Jane graduated from the Tasmanian School of Art, in 1984, when it was situated at Mount Nelson, in the hills above Hobart. After graduation, Jane spent an extra year enrolled in the printmaking department learning to etch and eventually she completed two Masters degrees, one in painting and one in lithography. The University of Tasmania has offered Jane PhD candidacy in the School of Creative Arts, and she commenced in 2022. Jane is represented by Penny Contemporary in Hobart, Fox Galleries in Melbourne and Janet Clayton Gallery, online, in Sydney.

Jane’s plein air, and studio work, is influenced by the Australian landscape and the people and animals who work in it. Life in the bush, mountains and rural universes fills her lungs and mind with the scratch and grit, the heat and wind and vibrating, freezing air which keeps her work full of the verve she desires. The human animal progresses on its merry-go-round and yet behaves self-destructively. Like a feral creature, a virus, it is a wonderful organism in uninhabitable places. The struggle is perpetual and defiant; it keeps Jane moving. 

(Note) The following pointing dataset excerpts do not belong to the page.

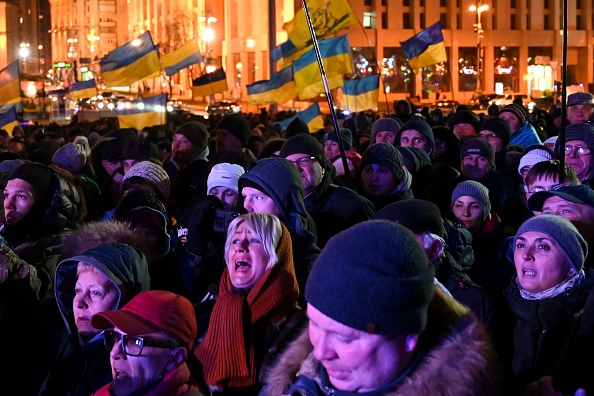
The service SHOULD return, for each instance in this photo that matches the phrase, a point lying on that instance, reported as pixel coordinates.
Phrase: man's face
(255, 201)
(182, 150)
(475, 167)
(310, 170)
(412, 138)
(227, 141)
(579, 113)
(581, 164)
(356, 361)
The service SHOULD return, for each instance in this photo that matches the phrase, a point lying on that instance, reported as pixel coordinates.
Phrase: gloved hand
(200, 225)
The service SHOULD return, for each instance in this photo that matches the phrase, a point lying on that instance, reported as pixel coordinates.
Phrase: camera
(222, 219)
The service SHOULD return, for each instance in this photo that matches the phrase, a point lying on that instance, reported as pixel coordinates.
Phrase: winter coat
(280, 181)
(459, 360)
(554, 336)
(335, 208)
(80, 368)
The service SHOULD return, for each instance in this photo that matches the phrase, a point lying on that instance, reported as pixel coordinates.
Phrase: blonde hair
(265, 227)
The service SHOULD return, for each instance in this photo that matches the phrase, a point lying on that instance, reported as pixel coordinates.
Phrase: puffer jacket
(80, 368)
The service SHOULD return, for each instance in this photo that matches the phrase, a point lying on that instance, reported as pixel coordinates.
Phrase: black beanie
(386, 155)
(415, 214)
(296, 127)
(499, 127)
(478, 146)
(384, 288)
(303, 144)
(196, 133)
(38, 176)
(236, 125)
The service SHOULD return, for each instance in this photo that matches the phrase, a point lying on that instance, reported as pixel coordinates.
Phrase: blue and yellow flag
(312, 116)
(10, 85)
(279, 89)
(360, 94)
(425, 48)
(185, 56)
(133, 61)
(210, 83)
(336, 57)
(83, 89)
(8, 120)
(327, 16)
(142, 113)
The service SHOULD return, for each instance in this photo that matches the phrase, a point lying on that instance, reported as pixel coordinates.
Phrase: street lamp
(478, 28)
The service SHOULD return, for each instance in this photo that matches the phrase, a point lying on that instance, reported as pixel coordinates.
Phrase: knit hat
(345, 134)
(420, 125)
(224, 175)
(152, 172)
(296, 127)
(475, 190)
(150, 312)
(533, 156)
(386, 155)
(384, 288)
(563, 233)
(415, 214)
(303, 144)
(196, 133)
(499, 127)
(236, 125)
(478, 146)
(580, 98)
(581, 194)
(516, 110)
(464, 117)
(71, 157)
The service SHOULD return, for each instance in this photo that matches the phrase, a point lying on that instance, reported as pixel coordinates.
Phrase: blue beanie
(563, 233)
(383, 289)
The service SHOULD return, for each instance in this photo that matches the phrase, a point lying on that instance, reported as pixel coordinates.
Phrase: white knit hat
(224, 175)
(153, 173)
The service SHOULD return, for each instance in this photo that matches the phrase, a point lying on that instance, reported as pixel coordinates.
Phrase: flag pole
(316, 48)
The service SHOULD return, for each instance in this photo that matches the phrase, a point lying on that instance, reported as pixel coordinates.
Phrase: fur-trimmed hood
(460, 359)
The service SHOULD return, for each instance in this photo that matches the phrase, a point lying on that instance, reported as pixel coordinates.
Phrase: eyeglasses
(132, 345)
(581, 150)
(305, 161)
(488, 136)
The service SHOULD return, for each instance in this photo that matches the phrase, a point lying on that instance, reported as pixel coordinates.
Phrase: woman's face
(19, 198)
(540, 263)
(469, 212)
(227, 196)
(246, 258)
(94, 293)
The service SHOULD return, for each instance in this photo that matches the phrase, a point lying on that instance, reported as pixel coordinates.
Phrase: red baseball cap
(153, 311)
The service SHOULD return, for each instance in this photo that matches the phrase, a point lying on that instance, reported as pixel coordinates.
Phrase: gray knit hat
(383, 289)
(563, 233)
(475, 190)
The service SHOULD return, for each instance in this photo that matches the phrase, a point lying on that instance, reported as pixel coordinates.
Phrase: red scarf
(228, 356)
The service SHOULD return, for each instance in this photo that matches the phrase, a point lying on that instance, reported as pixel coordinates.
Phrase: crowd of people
(411, 253)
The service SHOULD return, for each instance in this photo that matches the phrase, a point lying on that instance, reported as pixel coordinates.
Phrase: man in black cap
(333, 208)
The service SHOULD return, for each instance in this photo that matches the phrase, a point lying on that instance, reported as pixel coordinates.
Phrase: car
(224, 107)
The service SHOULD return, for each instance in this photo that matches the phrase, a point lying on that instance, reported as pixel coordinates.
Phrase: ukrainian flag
(210, 83)
(336, 57)
(361, 94)
(10, 86)
(134, 61)
(185, 56)
(279, 89)
(83, 89)
(8, 119)
(142, 113)
(425, 48)
(312, 116)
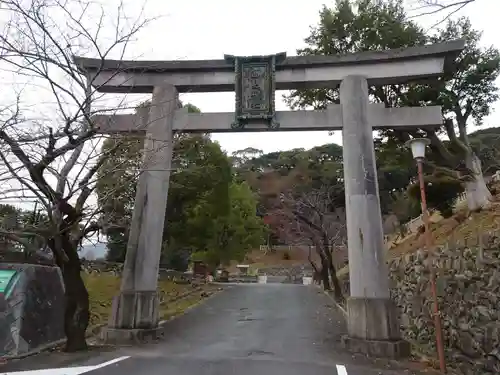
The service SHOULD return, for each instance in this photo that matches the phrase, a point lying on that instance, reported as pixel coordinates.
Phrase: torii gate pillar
(373, 325)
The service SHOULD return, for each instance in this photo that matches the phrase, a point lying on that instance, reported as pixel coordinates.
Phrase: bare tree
(48, 145)
(443, 8)
(312, 217)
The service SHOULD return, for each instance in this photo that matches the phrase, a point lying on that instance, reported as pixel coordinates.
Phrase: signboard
(255, 89)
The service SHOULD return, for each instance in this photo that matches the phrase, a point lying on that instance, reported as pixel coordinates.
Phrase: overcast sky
(200, 29)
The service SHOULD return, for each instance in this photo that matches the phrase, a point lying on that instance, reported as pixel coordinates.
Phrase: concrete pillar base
(135, 310)
(373, 328)
(377, 348)
(134, 317)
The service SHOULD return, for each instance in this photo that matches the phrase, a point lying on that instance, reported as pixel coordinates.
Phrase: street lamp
(418, 146)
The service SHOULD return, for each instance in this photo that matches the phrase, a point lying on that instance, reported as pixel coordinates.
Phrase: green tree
(466, 94)
(206, 212)
(232, 235)
(441, 193)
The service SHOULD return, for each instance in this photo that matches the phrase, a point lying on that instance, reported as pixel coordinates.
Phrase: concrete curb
(95, 331)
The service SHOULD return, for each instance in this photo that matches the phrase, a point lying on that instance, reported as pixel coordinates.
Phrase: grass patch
(103, 287)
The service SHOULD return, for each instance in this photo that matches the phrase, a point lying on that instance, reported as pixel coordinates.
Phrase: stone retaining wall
(468, 286)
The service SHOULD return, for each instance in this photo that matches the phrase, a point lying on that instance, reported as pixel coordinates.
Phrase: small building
(243, 268)
(200, 268)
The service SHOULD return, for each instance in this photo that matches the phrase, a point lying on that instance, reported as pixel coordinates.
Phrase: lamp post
(418, 146)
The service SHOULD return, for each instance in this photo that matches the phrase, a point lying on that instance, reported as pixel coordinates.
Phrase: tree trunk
(337, 289)
(325, 274)
(478, 195)
(76, 312)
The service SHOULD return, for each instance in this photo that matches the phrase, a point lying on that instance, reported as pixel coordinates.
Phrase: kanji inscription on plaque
(255, 87)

She has had fifteen solo exhibitions since 2005 and was a finalist in the Ravenswood National Women's Art Prize, The Lloyd Rees, The Wyndham, The Outback, the Glover, the Whyalla, the Muswellbrook, the Alice, the Cossack, the Paddington and John Leslie Art and Hutchins prizes. Her work has appeared in the Redlands, Fisher's Ghost (Photography) and Blacktown Art Prizes.